Tashi delek! We are back with another edition of our Spring Training notes and quotes for your Washington Nationals, where we share news that you need to know that likely won’t end up in a separate story.
It’s a nice, and more importantly, a quick way to keep you up to date on all things Nats, and make use of stuff we transcribed anyway, but without boring you with all of that annoying context, and that pesky stat-based analysis...
[ed. note - “Who told you people hate context and stats? Stop listening to them!”]
But really, we usually include some context and stuff, and some stats too.
[ed. note - “Then why did you just say the complete opposite? What is this, a joke? I don’t get it! And explaining jokes does not make them funnier, ever.”]
Let’s all see what’s up today...
[ed. note - “Let’s... not and say we did. We’re beyond annoyed and we’re sending a note the management of this so-called ‘site.’”]
Here are some of the highlights from manager Davey Martinez’s pregame Zoom call with reporters on Saturday afternoon...
Bad Kind of Rainey:
After working his way back from what was described as soreness in the collar bone area, but mostly behind the scenes in live BP or sim games, reliever Tanner Rainey was finally cleared to go off the mound in Grapefruit League action in Sunday’s matchup with the NY Mets.
“You’ll see Rainey today,” Davey Martinez told reporters in his pregame Zoom call on Sunday morning, as he talked about potential bullpen options should Will Harris (blood clot in right arm) be unavailable for a significant period of time.
“Rainey is going to come in and pitch today,” he explained. “I think he is ready to pitch high-leverage situations in the back of that bullpen as well.”

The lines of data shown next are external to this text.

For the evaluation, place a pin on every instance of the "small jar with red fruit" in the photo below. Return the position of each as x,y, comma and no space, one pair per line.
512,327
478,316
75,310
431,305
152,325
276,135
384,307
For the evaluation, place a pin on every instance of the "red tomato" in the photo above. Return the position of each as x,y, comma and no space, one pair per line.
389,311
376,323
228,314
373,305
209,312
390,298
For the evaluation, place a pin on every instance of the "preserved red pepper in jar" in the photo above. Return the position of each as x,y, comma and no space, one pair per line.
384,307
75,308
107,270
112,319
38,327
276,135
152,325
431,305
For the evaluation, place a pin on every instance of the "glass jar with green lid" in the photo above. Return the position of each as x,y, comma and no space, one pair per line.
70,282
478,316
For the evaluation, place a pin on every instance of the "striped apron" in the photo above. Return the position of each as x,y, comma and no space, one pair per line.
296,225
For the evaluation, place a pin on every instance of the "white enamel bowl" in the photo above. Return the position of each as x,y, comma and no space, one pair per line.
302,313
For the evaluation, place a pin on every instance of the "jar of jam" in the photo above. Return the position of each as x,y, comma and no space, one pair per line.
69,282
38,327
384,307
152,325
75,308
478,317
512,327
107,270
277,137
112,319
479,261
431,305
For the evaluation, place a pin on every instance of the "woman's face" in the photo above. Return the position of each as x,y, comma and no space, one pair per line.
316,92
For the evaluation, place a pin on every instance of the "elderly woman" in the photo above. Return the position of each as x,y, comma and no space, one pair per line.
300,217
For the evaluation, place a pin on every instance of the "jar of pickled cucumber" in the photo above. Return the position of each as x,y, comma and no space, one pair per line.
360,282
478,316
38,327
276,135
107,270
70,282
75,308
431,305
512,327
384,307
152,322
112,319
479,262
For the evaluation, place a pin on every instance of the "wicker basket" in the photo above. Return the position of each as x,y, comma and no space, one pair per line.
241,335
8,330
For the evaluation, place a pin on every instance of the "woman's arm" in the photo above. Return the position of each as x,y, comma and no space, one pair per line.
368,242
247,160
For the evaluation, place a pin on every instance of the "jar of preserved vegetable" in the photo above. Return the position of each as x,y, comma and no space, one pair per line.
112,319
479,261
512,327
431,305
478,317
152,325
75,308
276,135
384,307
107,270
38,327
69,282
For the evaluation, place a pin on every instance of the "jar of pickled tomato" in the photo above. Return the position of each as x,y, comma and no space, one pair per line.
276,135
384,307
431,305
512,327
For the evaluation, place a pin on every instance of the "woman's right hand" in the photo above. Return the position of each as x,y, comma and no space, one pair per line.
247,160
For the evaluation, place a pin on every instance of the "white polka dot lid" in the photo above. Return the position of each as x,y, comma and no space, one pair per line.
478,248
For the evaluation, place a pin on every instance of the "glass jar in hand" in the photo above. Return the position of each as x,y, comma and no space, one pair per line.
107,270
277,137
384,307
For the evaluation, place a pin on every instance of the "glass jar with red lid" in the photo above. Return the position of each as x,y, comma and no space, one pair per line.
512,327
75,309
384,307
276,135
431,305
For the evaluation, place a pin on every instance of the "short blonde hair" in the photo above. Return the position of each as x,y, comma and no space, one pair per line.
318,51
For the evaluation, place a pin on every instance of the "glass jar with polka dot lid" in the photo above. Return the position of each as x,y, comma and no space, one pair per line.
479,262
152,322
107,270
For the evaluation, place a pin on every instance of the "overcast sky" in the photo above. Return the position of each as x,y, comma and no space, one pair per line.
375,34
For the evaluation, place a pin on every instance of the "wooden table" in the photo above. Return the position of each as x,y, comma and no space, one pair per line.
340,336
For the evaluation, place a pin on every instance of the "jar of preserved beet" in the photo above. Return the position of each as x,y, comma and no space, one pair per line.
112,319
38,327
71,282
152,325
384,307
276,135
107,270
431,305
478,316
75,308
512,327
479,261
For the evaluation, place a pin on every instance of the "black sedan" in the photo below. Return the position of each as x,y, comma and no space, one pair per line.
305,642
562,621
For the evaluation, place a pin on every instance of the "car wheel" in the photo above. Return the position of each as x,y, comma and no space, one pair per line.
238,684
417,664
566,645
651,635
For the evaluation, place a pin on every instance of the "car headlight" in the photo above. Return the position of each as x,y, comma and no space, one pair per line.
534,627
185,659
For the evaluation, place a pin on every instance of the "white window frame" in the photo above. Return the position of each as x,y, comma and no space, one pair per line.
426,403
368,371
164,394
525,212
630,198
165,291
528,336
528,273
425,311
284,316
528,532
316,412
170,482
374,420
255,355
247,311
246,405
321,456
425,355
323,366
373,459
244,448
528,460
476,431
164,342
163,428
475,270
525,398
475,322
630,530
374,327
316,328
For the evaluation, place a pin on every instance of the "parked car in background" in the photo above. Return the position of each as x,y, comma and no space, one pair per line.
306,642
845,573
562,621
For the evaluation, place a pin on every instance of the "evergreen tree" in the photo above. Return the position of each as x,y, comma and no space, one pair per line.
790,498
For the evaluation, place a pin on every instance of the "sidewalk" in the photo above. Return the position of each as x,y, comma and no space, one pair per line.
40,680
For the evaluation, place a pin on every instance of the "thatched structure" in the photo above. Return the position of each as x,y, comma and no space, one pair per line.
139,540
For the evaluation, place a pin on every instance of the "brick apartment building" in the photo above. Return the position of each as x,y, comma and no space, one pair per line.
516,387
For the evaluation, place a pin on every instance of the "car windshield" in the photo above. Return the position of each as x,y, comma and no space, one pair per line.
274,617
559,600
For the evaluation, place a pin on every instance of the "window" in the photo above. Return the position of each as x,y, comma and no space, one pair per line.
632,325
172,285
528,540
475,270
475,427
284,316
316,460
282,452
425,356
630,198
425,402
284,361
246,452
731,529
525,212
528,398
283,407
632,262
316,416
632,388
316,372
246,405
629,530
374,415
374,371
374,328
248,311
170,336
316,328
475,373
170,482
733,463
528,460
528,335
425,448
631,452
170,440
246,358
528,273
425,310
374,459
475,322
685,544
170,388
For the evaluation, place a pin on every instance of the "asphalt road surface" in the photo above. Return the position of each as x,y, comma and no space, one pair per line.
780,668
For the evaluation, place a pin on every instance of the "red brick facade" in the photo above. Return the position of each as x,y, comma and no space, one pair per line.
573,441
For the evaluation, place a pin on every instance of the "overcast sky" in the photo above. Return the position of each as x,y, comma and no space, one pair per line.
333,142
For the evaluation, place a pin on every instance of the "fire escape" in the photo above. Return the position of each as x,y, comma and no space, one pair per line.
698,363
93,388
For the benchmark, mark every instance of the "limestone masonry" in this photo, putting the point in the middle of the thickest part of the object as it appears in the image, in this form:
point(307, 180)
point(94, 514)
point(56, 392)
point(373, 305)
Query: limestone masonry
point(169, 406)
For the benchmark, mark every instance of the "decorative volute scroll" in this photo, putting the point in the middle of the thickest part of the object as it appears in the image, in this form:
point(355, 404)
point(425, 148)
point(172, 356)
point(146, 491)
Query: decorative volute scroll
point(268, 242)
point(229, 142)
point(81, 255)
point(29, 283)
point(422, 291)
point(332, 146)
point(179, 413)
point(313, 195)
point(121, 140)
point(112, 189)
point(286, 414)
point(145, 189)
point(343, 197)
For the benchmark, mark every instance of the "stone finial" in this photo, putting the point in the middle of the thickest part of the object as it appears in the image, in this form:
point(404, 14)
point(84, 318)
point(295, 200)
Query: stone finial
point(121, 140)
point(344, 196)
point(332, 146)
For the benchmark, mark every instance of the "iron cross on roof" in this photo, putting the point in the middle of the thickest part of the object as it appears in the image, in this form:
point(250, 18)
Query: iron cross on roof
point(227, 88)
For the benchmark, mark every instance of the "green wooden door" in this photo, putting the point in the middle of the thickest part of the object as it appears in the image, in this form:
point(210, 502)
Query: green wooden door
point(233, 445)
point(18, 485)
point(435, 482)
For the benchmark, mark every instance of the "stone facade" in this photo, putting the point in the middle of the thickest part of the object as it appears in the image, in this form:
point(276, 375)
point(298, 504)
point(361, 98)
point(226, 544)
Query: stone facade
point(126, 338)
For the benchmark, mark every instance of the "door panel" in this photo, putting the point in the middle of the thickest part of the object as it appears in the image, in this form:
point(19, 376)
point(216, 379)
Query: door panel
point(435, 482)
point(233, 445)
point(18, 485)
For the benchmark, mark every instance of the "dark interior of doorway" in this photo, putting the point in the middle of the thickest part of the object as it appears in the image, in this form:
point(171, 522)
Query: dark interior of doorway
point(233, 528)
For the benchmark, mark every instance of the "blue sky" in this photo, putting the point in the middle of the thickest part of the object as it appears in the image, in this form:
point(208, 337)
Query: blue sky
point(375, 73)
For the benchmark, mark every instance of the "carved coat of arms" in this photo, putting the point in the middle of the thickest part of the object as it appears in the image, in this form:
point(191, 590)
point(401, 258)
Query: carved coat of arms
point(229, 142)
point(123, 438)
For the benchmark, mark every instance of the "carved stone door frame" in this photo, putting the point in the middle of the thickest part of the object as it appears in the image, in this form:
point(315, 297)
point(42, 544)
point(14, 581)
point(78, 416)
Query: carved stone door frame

The plan for Rainey in his 2021 Grapefruit League debut?
“He’s going to go out there and throw one inning,” Martinez said.
“And get him up to probably 20-25 pitches if possible. If he finishes it with 13-14, that’s great, but he’s going to face his three batters and we’ll see how he feels.”
Rainey retired the first batter he faced, via strikeout, then proceeded to walk the bases loaded with three straight free passes in what ended up a 22-pitch, seven-strike outing.
“Obviously timing wasn’t there,” Rainey said afterwards.
“Not making the pitches that I wanted to do. The best thing I can take from it was that it was healthy, pain free, so definitely something to build on.”
“The good news is after he came out of the game he had no issues health-wise,” Martinez said. “I felt like he was — his timing was a little off.”
Will he be ready for Opening Day?
“I don’t want to jump ahead of ourselves. We’ll see how he feels in his next outing and then we’ll go from there,” Martinez said.
Hand’s Velo Not A Concern:
Brad Hand’s fastball velocity dropped in 2020. He was hardly the only pitcher for whom that was an issue in the 60-game season, which started in late July after a quick ramp-up. Hand’s heater dropped from 92.4 MPH average in 2019 to 91.4 MPH (though hitters didn’t take any advantage of the decreased velo, hitting just .152 on the pitch, down from a .270 AVG in the 2019 campaign).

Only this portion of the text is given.